SQL like query on CSV and other tabular data

CSV files are ubiquitous in the programming world and most data interchange is done using the CSV format. One problem however is that you cannot quickly check for certain rows depending on a particular field criteria. As an example, say you need to find all the rows from a CSV file that has a particular value in a field. The most probable path would be to import the CSV in a spreadsheet and then process it to find the particular information.

In this post we will look into a command-line tool that allows you to query CSV data with SQL like syntax. q – Text as Data is a command line tool that allows direct execution of SQL-like queries on CSVs/TSVs (and any other tabular text files). You can look at q as a meta-tool which provides access to all the data-related tools that SQL provides (e.g. expressions, ordering, grouping, aggregation etc.), but on tabular data files.

q treats ordinary files as database tables, and supports all SQL constructs, such as WHERE, GROUP BY, JOINs etc. It supports automatic column name and column type detection, and provides full support for multiple encodings.

Installation

Q is available for most popular platforms and you can download the version for your system from here.
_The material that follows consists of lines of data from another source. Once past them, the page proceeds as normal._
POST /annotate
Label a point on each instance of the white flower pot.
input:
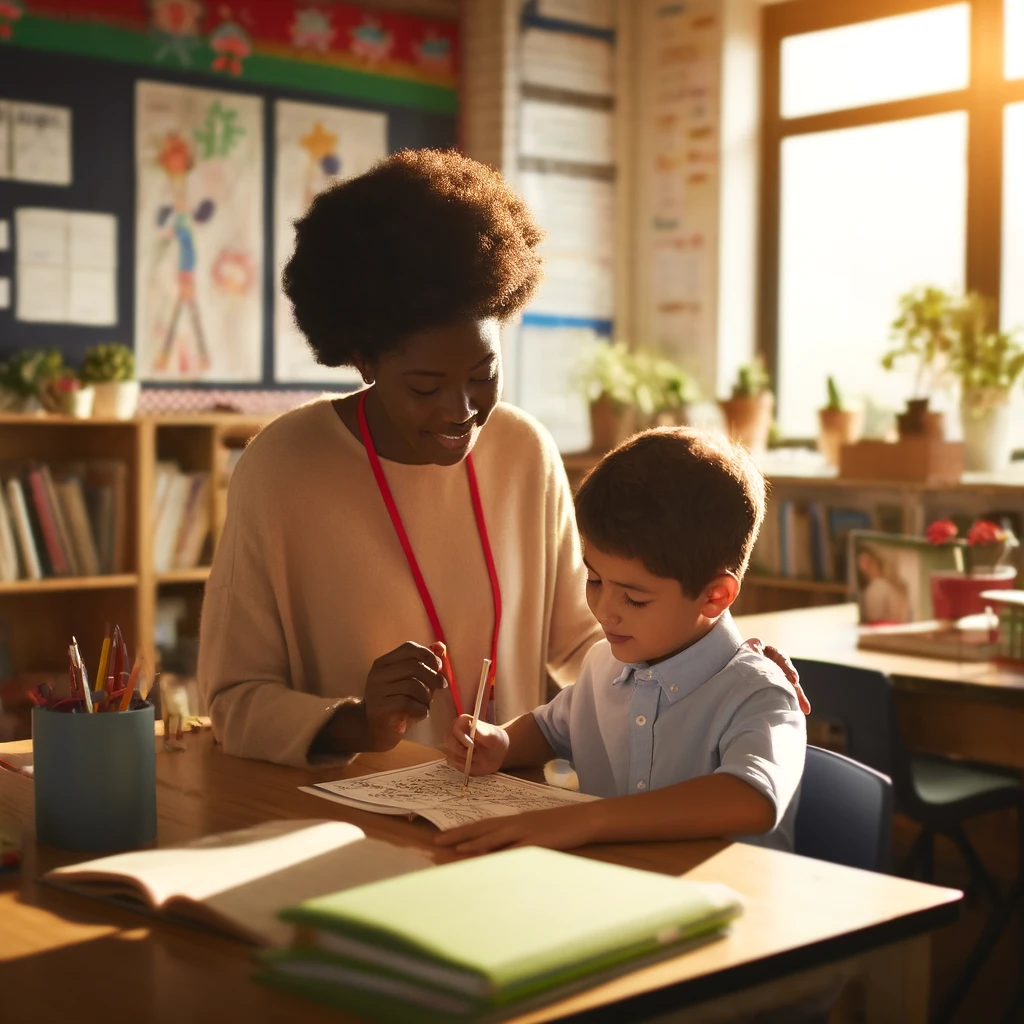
(985, 418)
(116, 399)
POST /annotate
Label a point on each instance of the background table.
(806, 923)
(973, 710)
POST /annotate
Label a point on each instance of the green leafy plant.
(108, 364)
(643, 380)
(924, 333)
(835, 403)
(752, 380)
(23, 374)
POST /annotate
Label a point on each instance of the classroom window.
(907, 55)
(889, 161)
(880, 207)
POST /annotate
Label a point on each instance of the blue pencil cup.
(95, 779)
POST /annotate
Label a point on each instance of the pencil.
(484, 673)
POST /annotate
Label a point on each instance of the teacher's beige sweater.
(309, 584)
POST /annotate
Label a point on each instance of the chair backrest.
(860, 700)
(845, 812)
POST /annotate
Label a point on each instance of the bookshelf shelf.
(198, 574)
(115, 582)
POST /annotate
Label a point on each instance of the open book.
(434, 792)
(238, 882)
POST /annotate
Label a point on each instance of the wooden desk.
(805, 922)
(973, 710)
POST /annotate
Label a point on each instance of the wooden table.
(973, 710)
(68, 957)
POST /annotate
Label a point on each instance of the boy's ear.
(719, 595)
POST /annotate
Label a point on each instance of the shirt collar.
(683, 673)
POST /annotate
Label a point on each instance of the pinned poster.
(199, 233)
(40, 143)
(66, 265)
(315, 146)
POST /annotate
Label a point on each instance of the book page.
(240, 881)
(434, 792)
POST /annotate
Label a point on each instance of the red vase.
(955, 595)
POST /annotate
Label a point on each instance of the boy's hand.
(491, 747)
(556, 828)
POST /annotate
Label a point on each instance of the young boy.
(689, 732)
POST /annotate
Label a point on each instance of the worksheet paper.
(66, 266)
(40, 143)
(433, 791)
(563, 60)
(569, 134)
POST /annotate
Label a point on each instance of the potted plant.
(981, 565)
(987, 363)
(111, 370)
(23, 375)
(66, 393)
(838, 425)
(924, 334)
(749, 411)
(665, 387)
(610, 386)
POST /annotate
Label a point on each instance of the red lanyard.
(421, 586)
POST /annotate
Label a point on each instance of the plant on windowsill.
(924, 333)
(838, 425)
(111, 369)
(981, 564)
(750, 409)
(988, 364)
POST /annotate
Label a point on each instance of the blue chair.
(938, 794)
(845, 812)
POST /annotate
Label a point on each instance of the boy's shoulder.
(749, 673)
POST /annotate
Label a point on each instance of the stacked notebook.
(487, 938)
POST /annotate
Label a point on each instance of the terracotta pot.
(955, 595)
(919, 421)
(610, 424)
(748, 420)
(838, 427)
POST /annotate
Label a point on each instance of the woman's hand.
(399, 688)
(491, 745)
(788, 670)
(557, 828)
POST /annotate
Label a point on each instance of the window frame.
(984, 99)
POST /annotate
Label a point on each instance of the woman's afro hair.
(425, 239)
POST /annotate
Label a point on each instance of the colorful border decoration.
(316, 45)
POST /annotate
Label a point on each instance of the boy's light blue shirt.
(715, 707)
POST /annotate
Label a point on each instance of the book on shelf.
(45, 516)
(180, 517)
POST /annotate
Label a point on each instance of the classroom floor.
(990, 996)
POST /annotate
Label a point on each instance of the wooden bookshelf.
(39, 616)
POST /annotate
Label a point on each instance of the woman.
(315, 632)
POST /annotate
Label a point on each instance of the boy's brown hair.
(688, 504)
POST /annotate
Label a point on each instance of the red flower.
(984, 531)
(941, 531)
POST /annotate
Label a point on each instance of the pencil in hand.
(484, 673)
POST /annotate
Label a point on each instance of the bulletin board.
(101, 97)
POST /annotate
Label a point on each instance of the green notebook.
(478, 935)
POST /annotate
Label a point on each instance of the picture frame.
(890, 576)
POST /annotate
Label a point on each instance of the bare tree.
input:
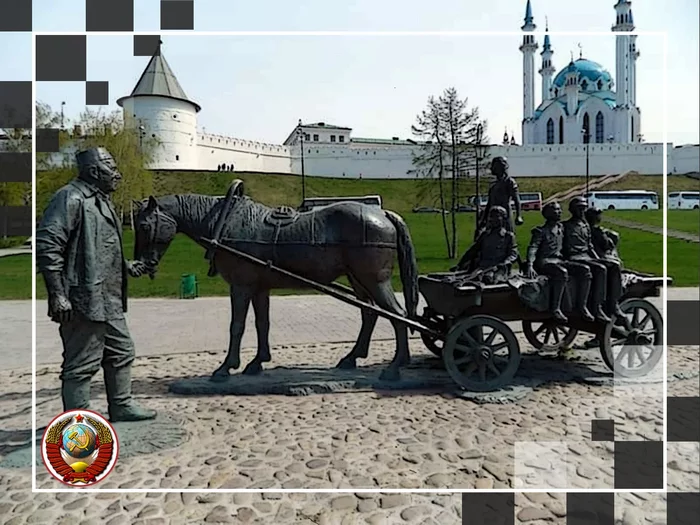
(448, 128)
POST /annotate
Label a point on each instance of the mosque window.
(561, 130)
(599, 128)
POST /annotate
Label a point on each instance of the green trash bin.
(188, 286)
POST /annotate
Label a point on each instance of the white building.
(581, 96)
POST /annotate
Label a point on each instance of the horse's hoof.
(347, 363)
(390, 374)
(219, 377)
(252, 369)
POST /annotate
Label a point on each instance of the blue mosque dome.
(587, 69)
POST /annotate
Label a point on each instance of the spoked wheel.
(549, 336)
(633, 350)
(481, 353)
(433, 344)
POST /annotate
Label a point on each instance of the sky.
(258, 87)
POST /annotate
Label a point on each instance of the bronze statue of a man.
(578, 246)
(493, 253)
(501, 192)
(544, 256)
(80, 255)
(604, 241)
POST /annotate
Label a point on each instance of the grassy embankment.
(641, 250)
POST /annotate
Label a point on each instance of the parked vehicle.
(531, 201)
(624, 200)
(684, 200)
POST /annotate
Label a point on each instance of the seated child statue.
(544, 256)
(604, 241)
(490, 258)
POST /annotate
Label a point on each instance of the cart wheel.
(549, 336)
(633, 352)
(433, 344)
(481, 353)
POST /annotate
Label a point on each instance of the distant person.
(80, 255)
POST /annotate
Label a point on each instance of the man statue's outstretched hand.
(136, 268)
(60, 309)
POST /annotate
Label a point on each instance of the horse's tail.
(408, 266)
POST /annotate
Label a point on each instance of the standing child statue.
(501, 192)
(544, 256)
(80, 255)
(493, 253)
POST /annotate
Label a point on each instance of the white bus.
(624, 200)
(684, 200)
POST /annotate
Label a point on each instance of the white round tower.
(164, 116)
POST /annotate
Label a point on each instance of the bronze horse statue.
(346, 238)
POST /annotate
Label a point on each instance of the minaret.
(528, 48)
(547, 69)
(571, 88)
(624, 71)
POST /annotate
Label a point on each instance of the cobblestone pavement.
(157, 325)
(379, 439)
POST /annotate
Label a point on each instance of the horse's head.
(154, 230)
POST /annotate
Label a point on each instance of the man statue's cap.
(91, 156)
(578, 201)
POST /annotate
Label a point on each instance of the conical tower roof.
(159, 80)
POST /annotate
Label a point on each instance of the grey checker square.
(16, 106)
(96, 93)
(61, 58)
(639, 465)
(146, 45)
(16, 15)
(177, 14)
(109, 15)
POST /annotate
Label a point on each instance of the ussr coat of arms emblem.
(79, 448)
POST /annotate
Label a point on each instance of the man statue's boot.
(121, 403)
(75, 394)
(584, 288)
(557, 293)
(598, 300)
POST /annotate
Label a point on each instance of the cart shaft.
(337, 291)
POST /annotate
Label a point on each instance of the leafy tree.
(447, 128)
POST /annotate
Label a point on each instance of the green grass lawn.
(16, 277)
(641, 250)
(681, 220)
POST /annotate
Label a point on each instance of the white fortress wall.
(245, 155)
(545, 160)
(684, 159)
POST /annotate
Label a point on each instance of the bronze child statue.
(578, 246)
(604, 241)
(544, 256)
(494, 251)
(501, 192)
(80, 255)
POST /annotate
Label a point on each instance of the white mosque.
(583, 110)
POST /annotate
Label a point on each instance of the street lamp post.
(300, 136)
(587, 141)
(479, 137)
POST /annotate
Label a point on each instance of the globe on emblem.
(79, 440)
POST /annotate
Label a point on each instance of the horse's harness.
(279, 217)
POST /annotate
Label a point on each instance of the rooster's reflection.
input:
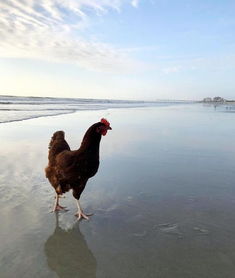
(68, 254)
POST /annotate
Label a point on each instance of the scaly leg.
(57, 207)
(80, 213)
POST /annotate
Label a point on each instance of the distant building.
(207, 99)
(218, 99)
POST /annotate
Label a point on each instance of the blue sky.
(146, 49)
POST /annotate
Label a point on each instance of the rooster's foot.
(58, 208)
(81, 215)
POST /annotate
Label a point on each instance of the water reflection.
(68, 254)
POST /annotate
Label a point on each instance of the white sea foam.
(13, 108)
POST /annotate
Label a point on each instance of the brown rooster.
(71, 169)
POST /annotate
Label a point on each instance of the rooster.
(71, 169)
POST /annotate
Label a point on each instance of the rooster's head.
(103, 127)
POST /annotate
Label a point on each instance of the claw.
(58, 208)
(80, 213)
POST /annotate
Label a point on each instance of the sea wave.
(16, 108)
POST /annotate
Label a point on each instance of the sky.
(118, 49)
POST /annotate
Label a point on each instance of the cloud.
(135, 3)
(47, 29)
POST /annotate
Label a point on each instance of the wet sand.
(163, 199)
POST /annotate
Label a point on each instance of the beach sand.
(163, 198)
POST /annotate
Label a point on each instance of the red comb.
(104, 121)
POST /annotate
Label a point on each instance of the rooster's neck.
(91, 143)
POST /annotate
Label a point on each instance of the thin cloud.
(135, 3)
(47, 29)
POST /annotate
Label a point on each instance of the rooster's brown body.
(71, 169)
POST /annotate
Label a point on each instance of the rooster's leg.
(80, 213)
(57, 207)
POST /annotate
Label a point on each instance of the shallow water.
(163, 199)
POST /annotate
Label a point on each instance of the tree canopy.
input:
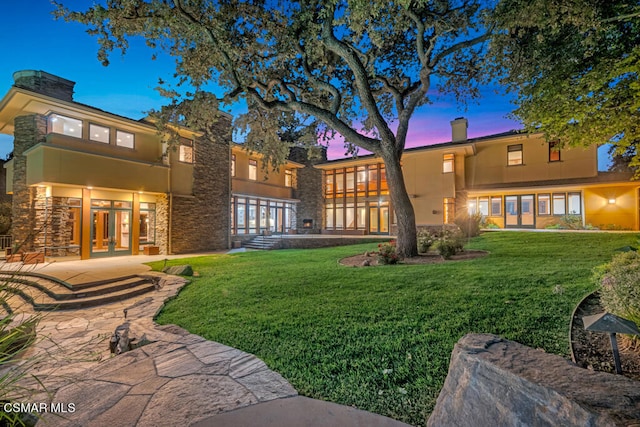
(358, 68)
(575, 68)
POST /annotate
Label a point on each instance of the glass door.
(519, 211)
(111, 228)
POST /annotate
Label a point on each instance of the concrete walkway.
(178, 379)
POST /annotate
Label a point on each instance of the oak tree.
(352, 67)
(575, 68)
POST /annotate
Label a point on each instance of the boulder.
(496, 382)
(179, 270)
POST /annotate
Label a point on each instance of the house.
(88, 183)
(514, 180)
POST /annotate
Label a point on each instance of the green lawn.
(380, 338)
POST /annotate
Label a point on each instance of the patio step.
(262, 242)
(48, 293)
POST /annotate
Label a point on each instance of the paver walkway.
(178, 379)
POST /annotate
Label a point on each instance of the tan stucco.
(54, 164)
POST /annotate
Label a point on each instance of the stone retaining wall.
(496, 382)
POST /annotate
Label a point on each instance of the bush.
(425, 240)
(450, 243)
(620, 285)
(387, 253)
(469, 225)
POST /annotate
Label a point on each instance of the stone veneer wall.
(162, 223)
(201, 222)
(44, 83)
(308, 190)
(29, 131)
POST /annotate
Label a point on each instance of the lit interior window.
(124, 139)
(99, 133)
(65, 125)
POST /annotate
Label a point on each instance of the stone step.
(46, 293)
(44, 303)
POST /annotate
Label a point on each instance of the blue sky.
(34, 40)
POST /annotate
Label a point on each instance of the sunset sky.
(34, 40)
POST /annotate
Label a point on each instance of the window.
(544, 204)
(185, 152)
(253, 169)
(350, 178)
(329, 217)
(124, 139)
(147, 223)
(447, 163)
(514, 154)
(473, 206)
(99, 133)
(233, 165)
(574, 202)
(328, 184)
(339, 183)
(483, 206)
(361, 181)
(554, 152)
(496, 206)
(65, 125)
(384, 188)
(559, 204)
(373, 179)
(449, 210)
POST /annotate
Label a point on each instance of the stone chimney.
(459, 129)
(44, 83)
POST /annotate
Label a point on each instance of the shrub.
(469, 225)
(387, 253)
(425, 240)
(450, 243)
(620, 285)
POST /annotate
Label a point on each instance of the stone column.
(201, 221)
(29, 131)
(308, 190)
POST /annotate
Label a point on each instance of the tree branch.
(347, 53)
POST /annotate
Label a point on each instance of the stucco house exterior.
(88, 183)
(514, 180)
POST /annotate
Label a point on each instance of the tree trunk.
(407, 245)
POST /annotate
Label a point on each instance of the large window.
(361, 181)
(559, 207)
(253, 169)
(447, 163)
(125, 139)
(99, 133)
(65, 125)
(514, 155)
(496, 206)
(544, 204)
(574, 203)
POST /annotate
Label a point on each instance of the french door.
(519, 211)
(110, 228)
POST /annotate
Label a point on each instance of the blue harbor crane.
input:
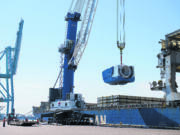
(11, 56)
(63, 101)
(74, 44)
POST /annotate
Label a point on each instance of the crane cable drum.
(121, 26)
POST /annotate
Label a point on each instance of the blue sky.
(147, 21)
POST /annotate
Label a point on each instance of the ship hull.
(145, 117)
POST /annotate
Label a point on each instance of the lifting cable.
(121, 26)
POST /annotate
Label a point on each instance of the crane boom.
(17, 47)
(84, 32)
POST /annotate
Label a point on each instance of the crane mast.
(74, 44)
(11, 55)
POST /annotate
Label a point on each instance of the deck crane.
(121, 74)
(63, 102)
(11, 56)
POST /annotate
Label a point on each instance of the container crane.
(11, 55)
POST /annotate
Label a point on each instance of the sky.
(147, 21)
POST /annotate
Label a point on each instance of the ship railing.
(127, 106)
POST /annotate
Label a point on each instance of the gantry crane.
(11, 56)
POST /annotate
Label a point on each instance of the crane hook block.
(119, 75)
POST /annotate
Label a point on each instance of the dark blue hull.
(146, 117)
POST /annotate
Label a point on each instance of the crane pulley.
(121, 74)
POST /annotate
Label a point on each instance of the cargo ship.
(123, 110)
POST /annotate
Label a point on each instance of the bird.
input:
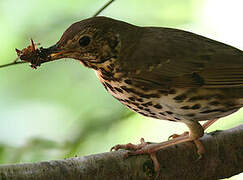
(158, 72)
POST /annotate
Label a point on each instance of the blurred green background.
(61, 110)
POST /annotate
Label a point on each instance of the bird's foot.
(173, 136)
(152, 148)
(130, 146)
(142, 148)
(199, 145)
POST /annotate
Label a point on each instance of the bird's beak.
(37, 56)
(55, 52)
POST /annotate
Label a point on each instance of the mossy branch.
(223, 158)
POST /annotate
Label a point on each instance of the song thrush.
(158, 72)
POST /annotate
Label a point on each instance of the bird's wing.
(173, 58)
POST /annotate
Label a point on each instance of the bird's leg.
(196, 131)
(208, 123)
(205, 126)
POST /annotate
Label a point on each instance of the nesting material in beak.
(36, 56)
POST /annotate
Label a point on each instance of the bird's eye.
(84, 41)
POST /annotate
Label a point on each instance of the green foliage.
(61, 110)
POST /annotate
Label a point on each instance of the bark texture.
(223, 158)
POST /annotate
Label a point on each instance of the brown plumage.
(158, 72)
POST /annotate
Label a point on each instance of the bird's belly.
(177, 105)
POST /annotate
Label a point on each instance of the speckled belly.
(175, 105)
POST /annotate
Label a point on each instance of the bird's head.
(92, 41)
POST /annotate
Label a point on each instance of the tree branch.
(223, 158)
(103, 8)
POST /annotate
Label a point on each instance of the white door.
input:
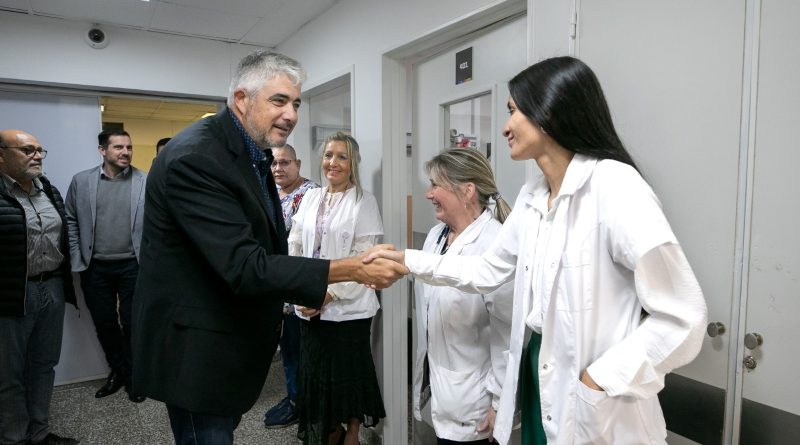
(475, 111)
(770, 405)
(677, 75)
(468, 115)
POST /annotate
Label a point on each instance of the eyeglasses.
(30, 151)
(282, 162)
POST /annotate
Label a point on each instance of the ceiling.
(258, 22)
(118, 109)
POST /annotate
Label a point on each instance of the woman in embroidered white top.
(603, 295)
(461, 340)
(337, 383)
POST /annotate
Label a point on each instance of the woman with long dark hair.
(604, 297)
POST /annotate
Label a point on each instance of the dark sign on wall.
(464, 66)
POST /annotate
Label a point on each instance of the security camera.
(96, 37)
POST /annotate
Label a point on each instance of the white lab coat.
(608, 252)
(467, 340)
(354, 226)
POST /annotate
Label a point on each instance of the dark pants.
(201, 429)
(30, 347)
(108, 289)
(290, 352)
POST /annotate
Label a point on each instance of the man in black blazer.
(214, 271)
Windows users can get a nice installer, q.exe will be added to the PATH so you can access it everywhere.

Examples

We will take the following csv data as an example for testing, the first line is the header. Assume that the data is stored in a text file named ‘sales.csv’.

custno, firstname, lastname, purchase
23242, john, doe, 234.15
23253, jane, doe, 124.00
23253, jane, doe, 238.50
23221, greg, johnson, 345.00
23210, howard, gardner, 145.65
23253, jane, doe, 24.00
21253, james, garner, 224.00
13253, ron, howard, 224.00
26263, james, garner, 65.20
31226, helen, carter, 234.00

The simplest query we can do is to get the number of rows. You will need to run the command from the command line or shell, the main program file is ‘q’. The output is shown on the next line. Here the tables names are the CSV files (note that spaces in file names are not supported yet).

D:\csv-data> q -H -d, "SELECT COUNT(1) FROM data.csv"
10

This returns the total count of rows in the file (excluding headers). The -H option signals that the first row is a header. The -d specifies the delimiter, “,” here. The default delimiter is taken as a space, so be sure that you specify the delimiter correctly.

Take another practical example where the usefulness of the tool really shines.

D:\csv>q -H -d, "SELECT * FROM sales.csv WHERE lastname = 'doe'"
23242,john,doe,234.15
23253,jane,doe,124.0
23253,jane,doe,238.5
23253,jane,doe,24.0

The following will sum the purchase field for all the rows having lastname as ‘doe’.

D:\csv>q -H -d, "SELECT SUM(purchase) FROM sales.csv WHERE lastname = 'doe'"
620.65

Another example on a numeric field.

D:\csv>q -H -d, "SELECT * FROM sales.csv WHERE purchase > 200.00"
23242,john,doe,234.15
23253,jane,doe,238.5
23221,greg,johnson,345.0
21253,james,garner,224.0
13253,ron,howard,224.0
31226,helen,carter,234.0

q also supports GROUP BY as the following example illustrates.

D:\csv>q -H -d, "SELECT lastname, count(lastname) FROM sales.csv GROUP BY lastname"
carter,1
doe,4
gardner,1
garner,2
howard,1
johnson,1

Read input from standard input

You can also read from standard input so this essentially allows you to pipe data from another process to q. Use “-” if you want to read from stdin (e.g. q “SELECT * FROM -“)

D:\csvS>cat sales.csv | q -H -d, "SELECT * FROM - WHERE purchase > 200.00"
23242,john,doe,234.15
23253,jane,doe,238.5
23221,greg,johnson,345.0
21253,james,garner,224.0
13253,ron,howard,224.0
31226,helen,carter,234.0

q can also get some runtime flags you can try, the complete list is given here.

Some limitations

There are a couple of limitation in the current implementation.
1. It is possible that some rare cases of subqueries are not supported yet.
2. Spaces in file names are not supported yet.